Cardero's duties on the Galiano expedition included not only making drawings and fair copies of sketch maps, but serving in boat parties sent out to explore. After the voyage many of Cardero's drawings were copied and improved upon by other artists, especially the painter Fernando Brambila in Madrid. Brambila, who had never been to the Pacific Northwest, produced higher quality artwork but sometimes added unrealistic details.

After the Galiano voyage, Cardero returned to Spain and worked with Valdés and Malaspina briefly.

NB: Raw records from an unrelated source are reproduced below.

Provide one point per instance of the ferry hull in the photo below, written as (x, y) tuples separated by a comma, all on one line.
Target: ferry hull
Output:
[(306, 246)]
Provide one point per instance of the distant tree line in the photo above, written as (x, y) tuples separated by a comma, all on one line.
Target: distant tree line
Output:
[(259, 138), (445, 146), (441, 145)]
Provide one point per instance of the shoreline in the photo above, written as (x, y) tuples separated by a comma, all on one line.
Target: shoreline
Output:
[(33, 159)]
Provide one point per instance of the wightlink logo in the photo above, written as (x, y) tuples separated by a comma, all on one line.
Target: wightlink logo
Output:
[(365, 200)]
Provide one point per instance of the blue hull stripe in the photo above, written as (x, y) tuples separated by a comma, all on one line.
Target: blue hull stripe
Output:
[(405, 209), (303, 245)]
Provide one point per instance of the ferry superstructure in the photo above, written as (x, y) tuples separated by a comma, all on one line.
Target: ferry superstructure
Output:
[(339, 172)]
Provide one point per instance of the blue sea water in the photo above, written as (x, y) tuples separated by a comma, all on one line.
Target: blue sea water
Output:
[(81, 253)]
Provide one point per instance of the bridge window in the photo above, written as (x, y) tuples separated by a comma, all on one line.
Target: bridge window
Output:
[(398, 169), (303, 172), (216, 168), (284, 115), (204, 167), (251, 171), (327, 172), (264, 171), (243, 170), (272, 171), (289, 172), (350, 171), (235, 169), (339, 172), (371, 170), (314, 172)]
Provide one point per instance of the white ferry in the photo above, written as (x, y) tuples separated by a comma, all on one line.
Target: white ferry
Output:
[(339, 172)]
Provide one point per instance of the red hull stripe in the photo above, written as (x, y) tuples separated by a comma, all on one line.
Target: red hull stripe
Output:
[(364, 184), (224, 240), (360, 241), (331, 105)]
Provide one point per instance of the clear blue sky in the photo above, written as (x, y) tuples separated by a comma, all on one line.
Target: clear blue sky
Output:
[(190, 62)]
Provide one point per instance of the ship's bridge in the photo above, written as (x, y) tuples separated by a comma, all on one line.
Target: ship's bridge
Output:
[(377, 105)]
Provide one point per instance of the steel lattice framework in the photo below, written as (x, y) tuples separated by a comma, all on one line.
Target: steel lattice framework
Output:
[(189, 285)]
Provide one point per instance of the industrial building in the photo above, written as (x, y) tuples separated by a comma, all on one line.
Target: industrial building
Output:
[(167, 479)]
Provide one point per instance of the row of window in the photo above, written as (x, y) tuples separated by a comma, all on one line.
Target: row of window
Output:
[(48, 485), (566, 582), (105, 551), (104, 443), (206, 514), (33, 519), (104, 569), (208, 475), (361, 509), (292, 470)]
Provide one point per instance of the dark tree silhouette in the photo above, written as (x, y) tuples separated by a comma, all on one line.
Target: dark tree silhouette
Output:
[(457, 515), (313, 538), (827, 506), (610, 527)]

In 1795 he was reassigned as a Ship Accountant in the Spanish Navy and sent to Cádiz. His name appears on a list of permanent officers of the navy from 1797 to 1811, after which there is no further mention of him in known records. The reason for the removal of his name from the list of officers in 1811 is not known.

==Legacy==
Cordero Channel, originally Canal de Cardero, commemorates Jose Cardero. Cardero Street, in Vancouver's West End is named for the strait, and only as a result indirectly for Jose Cardero.